HEARTY PESTO CHICKEN AND BROWN RICE BOWL
A hearty pesto chicken and brown rice Bowl is the perfect combination of protein, healthy fats and whole grains for a well-balanced meal. The nutty flavour of brown rice pairs beautifully with tender grilled chicken coated in a vibrant pesto sauce. Juicy cherry tomatoes add a refreshing burst of flavour, while shredded parmesan enhances the dish with a savoury and creamy texture. This meal is quick and easy to prepare, making it a great choice for lunch or dinner. Packed with protein and fibre, it keeps you full and energised while offering a rich Mediterranean-inspired taste. Whether you’re looking for a simple meal prep option or a nutritious and delicious dish, this pesto chicken bowl is a fantastic choice. Enjoy it warm for comfort or chilled as a refreshing grain salad.
RECIPE CATEGORY
Lunch, Dinner, Entrée
SERVING SIZE
1
CUISINE
Mediterranean, Italian
PREPARATION/TECHNIQUES
Boil, Grill, Pan-Fry, One-Pot Wonders
OCCASION/HOLIDAY
Family Reunion, Picnic, Spring, Summer, Potluck, Healthy Eating
SPECIAL CONSIDERATION/DIETARY CONCERNS
High Protein, Healthy, Quick & Easy, Wheat / Gluten-Free
DISH TYPE
Bowl, Salad, Main Dish
INGREDIENTS
To prepare Hearty Pesto Chicken And Brown Rice, we used the following ingredients:
- 50g brown rice, cooked
- 80g grilled chicken breast
- 1 tbsp pesto sauce
- 20g cherry tomatoes, halved
- 10g shredded parmesan
FULL NUTRITIONAL INFORMATION
- Calories: 340 kcal
- Protein: 35g
- Carbohydrates: 30g
- Fats: 10g
- Fibre: 4g
PREPARATION FOR PESTO CHICKEN AND BROWN RICE BOWL
- Cook The Brown Rice: Rinse the brown rice under cold water. In a pot, bring 120ml of water to a boil, add the rice, cover, and simmer for 25-30 minutes until tender. Drain any excess water and set aside.
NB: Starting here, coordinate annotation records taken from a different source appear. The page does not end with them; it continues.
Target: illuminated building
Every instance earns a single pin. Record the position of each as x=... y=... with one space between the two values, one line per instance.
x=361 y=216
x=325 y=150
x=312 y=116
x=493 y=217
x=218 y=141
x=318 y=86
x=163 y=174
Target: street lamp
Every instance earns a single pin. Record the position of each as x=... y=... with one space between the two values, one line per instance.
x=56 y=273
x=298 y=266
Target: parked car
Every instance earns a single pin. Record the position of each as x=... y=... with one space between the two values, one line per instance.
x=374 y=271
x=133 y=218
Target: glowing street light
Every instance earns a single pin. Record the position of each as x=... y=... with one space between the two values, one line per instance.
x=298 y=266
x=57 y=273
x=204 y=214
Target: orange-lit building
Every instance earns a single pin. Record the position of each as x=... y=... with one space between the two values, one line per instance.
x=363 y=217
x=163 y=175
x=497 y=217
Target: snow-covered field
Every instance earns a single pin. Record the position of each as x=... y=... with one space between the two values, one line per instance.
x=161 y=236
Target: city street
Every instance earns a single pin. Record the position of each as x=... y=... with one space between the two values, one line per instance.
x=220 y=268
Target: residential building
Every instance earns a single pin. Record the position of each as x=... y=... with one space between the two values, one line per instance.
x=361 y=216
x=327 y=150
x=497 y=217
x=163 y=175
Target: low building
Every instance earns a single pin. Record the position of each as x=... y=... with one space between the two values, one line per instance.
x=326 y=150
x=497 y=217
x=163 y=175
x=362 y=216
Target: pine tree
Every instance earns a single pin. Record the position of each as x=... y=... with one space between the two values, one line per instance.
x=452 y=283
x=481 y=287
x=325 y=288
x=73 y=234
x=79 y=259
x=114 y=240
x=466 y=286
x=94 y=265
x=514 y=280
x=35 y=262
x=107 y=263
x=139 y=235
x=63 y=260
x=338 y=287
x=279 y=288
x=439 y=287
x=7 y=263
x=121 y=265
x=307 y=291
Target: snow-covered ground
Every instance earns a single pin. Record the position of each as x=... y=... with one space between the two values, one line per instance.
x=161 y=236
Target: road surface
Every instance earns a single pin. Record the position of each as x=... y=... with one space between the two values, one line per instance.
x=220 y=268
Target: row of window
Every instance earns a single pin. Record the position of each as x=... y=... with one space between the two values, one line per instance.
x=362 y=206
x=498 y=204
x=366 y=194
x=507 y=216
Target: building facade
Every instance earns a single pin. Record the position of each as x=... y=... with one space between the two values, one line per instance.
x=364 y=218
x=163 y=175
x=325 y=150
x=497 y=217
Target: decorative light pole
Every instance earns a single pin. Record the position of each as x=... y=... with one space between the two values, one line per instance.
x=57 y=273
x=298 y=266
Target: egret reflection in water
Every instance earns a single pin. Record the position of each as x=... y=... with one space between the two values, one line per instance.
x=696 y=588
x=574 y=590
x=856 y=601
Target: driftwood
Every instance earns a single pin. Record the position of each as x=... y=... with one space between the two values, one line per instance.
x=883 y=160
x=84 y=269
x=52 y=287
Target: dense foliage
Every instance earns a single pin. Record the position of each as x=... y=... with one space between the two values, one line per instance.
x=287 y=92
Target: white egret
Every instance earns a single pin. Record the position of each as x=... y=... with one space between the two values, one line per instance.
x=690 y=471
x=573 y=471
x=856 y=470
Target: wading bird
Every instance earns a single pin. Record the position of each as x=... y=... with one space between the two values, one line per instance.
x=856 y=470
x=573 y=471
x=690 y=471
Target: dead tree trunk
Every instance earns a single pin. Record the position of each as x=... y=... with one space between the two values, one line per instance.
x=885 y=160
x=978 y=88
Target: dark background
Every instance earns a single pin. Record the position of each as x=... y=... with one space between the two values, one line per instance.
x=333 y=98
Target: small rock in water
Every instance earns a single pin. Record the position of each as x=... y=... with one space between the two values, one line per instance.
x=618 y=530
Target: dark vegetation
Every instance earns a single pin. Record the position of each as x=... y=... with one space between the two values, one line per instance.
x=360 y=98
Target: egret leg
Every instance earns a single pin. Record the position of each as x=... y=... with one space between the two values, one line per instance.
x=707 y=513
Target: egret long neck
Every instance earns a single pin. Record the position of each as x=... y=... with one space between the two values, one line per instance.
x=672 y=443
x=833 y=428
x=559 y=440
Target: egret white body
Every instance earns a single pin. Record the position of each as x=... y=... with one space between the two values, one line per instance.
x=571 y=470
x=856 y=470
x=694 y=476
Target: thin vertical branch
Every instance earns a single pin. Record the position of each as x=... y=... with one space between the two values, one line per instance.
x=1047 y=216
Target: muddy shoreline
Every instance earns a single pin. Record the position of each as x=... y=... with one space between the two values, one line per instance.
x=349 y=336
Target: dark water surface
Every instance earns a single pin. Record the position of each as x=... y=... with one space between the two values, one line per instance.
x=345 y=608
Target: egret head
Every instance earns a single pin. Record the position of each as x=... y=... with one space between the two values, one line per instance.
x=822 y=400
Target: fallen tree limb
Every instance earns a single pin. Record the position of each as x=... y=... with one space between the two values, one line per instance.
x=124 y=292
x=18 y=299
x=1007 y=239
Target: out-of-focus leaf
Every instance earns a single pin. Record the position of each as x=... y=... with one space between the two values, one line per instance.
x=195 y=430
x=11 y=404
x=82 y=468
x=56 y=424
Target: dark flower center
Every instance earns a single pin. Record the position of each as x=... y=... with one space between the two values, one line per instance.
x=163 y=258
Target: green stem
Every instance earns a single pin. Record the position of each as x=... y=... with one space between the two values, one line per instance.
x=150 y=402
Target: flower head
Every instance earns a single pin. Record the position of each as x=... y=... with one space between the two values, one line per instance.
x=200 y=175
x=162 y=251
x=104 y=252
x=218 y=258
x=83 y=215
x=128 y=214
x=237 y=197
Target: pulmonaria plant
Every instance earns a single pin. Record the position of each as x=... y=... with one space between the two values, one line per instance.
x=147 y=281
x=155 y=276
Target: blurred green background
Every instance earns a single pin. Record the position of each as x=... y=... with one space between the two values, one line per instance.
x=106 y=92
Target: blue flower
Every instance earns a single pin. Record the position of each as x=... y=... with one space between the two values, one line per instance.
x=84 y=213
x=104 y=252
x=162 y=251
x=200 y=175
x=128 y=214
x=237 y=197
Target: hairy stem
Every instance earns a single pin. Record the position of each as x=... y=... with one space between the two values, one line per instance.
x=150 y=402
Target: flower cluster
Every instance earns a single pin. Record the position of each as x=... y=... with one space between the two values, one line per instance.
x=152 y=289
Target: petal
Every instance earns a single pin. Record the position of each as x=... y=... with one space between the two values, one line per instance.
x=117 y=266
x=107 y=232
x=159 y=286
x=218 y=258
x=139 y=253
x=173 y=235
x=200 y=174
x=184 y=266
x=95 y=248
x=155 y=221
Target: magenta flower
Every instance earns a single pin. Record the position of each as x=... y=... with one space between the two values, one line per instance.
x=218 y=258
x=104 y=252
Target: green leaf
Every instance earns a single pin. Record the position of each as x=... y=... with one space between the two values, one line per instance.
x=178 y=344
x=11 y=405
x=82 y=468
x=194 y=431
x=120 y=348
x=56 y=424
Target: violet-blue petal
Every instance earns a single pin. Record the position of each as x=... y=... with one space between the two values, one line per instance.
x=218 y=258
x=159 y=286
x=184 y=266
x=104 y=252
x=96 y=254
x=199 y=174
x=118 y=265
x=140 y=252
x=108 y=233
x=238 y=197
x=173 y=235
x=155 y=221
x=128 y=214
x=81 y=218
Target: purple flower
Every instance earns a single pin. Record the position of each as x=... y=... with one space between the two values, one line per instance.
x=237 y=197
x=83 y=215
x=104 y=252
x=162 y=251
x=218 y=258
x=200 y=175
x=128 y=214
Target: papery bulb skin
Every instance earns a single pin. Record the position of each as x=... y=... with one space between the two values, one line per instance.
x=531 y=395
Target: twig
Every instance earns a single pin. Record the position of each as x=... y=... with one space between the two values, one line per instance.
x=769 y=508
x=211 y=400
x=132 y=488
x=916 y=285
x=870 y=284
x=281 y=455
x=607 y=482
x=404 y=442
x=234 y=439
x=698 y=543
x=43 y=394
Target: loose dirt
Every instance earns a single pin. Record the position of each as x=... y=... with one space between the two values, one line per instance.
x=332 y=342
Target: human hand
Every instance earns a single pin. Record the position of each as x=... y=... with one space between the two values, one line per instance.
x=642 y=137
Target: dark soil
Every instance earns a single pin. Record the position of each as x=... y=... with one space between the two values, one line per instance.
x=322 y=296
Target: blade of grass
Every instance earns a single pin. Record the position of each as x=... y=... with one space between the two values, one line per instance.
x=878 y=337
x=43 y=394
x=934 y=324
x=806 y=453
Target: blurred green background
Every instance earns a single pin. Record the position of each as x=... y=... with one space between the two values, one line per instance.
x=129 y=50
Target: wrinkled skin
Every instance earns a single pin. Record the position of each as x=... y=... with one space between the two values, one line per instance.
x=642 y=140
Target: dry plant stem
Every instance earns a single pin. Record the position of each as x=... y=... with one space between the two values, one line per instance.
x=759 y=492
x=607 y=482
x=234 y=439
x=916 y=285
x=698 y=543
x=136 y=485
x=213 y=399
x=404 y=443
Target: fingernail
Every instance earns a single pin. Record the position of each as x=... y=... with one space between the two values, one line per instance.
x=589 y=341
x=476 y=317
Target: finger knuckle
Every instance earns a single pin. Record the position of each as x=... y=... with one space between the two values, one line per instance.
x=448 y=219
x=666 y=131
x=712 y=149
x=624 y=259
- Grill The Chicken: Preheat a grill pan or outdoor grill over medium-high heat. Lightly season the chicken breast with salt and pepper. Grill for 5-7 minutes per side until fully cooked. Let it rest for 5 minutes, then slice into strips.
- Prepare The Pesto Sauce: If using store-bought pesto, measure 1 tbsp. For homemade use, blend fresh basil, garlic, olive oil, pine nuts, and parmesan in a food processor.
- Assemble The Bowl: In a serving bowl, place the cooked brown rice at the base. Arrange the grilled chicken slices on top.
- Add Toppings: Drizzle the pesto sauce over the chicken. Scatter the halved cherry tomatoes and sprinkle the shredded parmesan.
- Serve And Enjoy: Mix gently before eating, or serve as is with a side of fresh greens.
PREP TIME
5 minutes
COOKING TIME
30 minutes
TIPS FOR HEARTY PESTO CHICKEN AND BROWN RICE BOWL
- Enhance The Flavour: Marinate the chicken in a bit of lemon juice and garlic for added depth before grilling.
- Perfect Pesto Consistency: If your pesto is too thick, add a teaspoon of warm water or olive oil to loosen it.
- Tender Chicken: Allow the grilled chicken to rest before slicing to keep it juicy.
- Quick Cooking Alternative: Use pre-cooked brown rice to reduce preparation time.
- Customise The Texture: Swap cherry tomatoes for sun-dried tomatoes for a richer, tangy taste.
VARIATIONS
- Vegan Option: Replace the grilled chicken with grilled tofu or chickpeas.
- Cheesy Twist: Add a dollop of ricotta or burrata for extra creaminess.
- Extra Greens: Mix in baby spinach or arugula for more nutrients.
- Grain Swap: Substitute brown rice with quinoa, farro, or bulgur wheat.
- Nut-Free Version: Use a nut-free pesto alternative made with sunflower seeds or pumpkin seeds.
PREPPING AND STORAGE
- Refrigeration: Store leftovers in an airtight container in the fridge for up to 3 days.
- Meal Prep: Cook the rice and chicken in advance and assemble when ready to eat.
- Reheating: Warm in the microwave for 1-2 minutes or enjoy cold as a refreshing salad.
- Freezing: Not recommended, as pesto can change its texture when frozen.